Ma ora lasciatemi dire di quanto la mostra apocalittica di Paolo Colombo abbia trovato una collocazione incredibile nel sottotetto del Duomo di Casale, dove le opere esposte assumono una suggestione arcaica e misteriosa, del tutto degna della tematica di cui sono portatrici. Notevole davvero l’emozione di vivere una specie di cammino esoterico, fra le luci e le ombre che si susseguono per quelle antiche scale, con la costante presenza delle tele di Paolo Colombo, che si armonizzavano alla perfezione con l’ambiente in cui sono esposte.

Credetemi: si è trattato di un percorso artistico ed architettonico inaspettato e sorprendente…anche perché poi, dopo camminamenti vari, si scende una strettissima scaletta e dopo pochi passi si arriva nella meraviglia del corridoio in forma di matroneo sopra il grande nartece che fa da atrio al Duomo. Si arriva in un luogo luminosissimo, dopo l’oscurità del sottotetto – e pure qui stiamo seguendo il cammino simbolico dell’Apocalisse – di grande, immensa bellezza, con il nartece sotto di noi, con lo sguardo che quasi non sa da che parte avventurarsi per godere fino in fondo di ciò che lo circonda.

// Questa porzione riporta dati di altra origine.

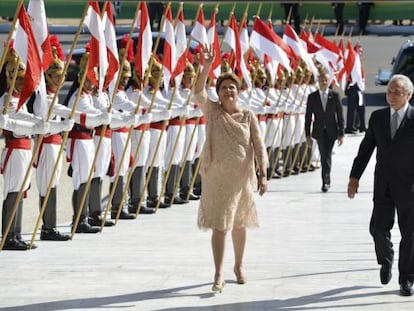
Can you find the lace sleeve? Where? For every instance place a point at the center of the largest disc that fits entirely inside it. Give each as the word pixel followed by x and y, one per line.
pixel 258 145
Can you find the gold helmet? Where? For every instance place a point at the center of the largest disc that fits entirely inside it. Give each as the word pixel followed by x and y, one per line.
pixel 57 66
pixel 14 63
pixel 83 65
pixel 156 73
pixel 260 75
pixel 189 71
pixel 126 71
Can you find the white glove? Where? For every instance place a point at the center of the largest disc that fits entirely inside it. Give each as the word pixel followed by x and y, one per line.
pixel 41 128
pixel 61 126
pixel 131 120
pixel 195 112
pixel 4 121
pixel 106 117
pixel 93 120
pixel 161 115
pixel 183 111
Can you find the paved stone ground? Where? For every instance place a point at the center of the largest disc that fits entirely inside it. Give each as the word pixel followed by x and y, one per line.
pixel 312 252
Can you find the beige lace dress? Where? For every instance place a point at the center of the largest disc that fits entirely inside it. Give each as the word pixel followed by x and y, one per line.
pixel 233 142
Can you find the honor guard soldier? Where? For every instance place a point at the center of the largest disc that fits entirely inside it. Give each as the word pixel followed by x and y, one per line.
pixel 191 130
pixel 122 103
pixel 17 154
pixel 80 149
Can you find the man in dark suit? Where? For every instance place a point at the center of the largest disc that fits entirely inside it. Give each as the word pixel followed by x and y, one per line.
pixel 328 124
pixel 355 103
pixel 391 131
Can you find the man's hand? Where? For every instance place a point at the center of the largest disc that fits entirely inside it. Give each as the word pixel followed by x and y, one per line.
pixel 262 184
pixel 309 141
pixel 353 185
pixel 340 140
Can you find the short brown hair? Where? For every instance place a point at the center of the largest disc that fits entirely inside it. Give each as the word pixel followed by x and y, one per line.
pixel 228 76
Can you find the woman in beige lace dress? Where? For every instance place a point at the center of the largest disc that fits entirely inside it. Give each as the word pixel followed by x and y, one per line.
pixel 233 144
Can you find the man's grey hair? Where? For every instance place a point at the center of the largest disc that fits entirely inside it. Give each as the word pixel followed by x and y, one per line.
pixel 407 84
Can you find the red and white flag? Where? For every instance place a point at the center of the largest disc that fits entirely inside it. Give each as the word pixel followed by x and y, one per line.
pixel 37 13
pixel 111 48
pixel 180 47
pixel 213 40
pixel 199 32
pixel 233 40
pixel 144 46
pixel 36 10
pixel 342 76
pixel 26 48
pixel 169 58
pixel 98 59
pixel 293 40
pixel 268 42
pixel 353 67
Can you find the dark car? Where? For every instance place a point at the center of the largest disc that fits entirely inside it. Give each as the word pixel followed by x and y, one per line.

E ancora la mostra continua, in questo spazio romanico, dal sapore antico, sino a giungere all’ultima delle opere esposte, sola, su un cavalletto, avvolta in una coltre di luce, che esplode dopo un breve corridoio buio. Simbolico e suggestivo.

Poi si torna indietro, si scende una rampa di scale, siamo nel Duomo. La visita è finita. Esco nel luminoso pomeriggio di primavera ben conscio di aver vissuto un’esperienza unica e profonda, non solo artistica ma anche mistica e trascendentale. Un’esperienza che non dimenticherò mai.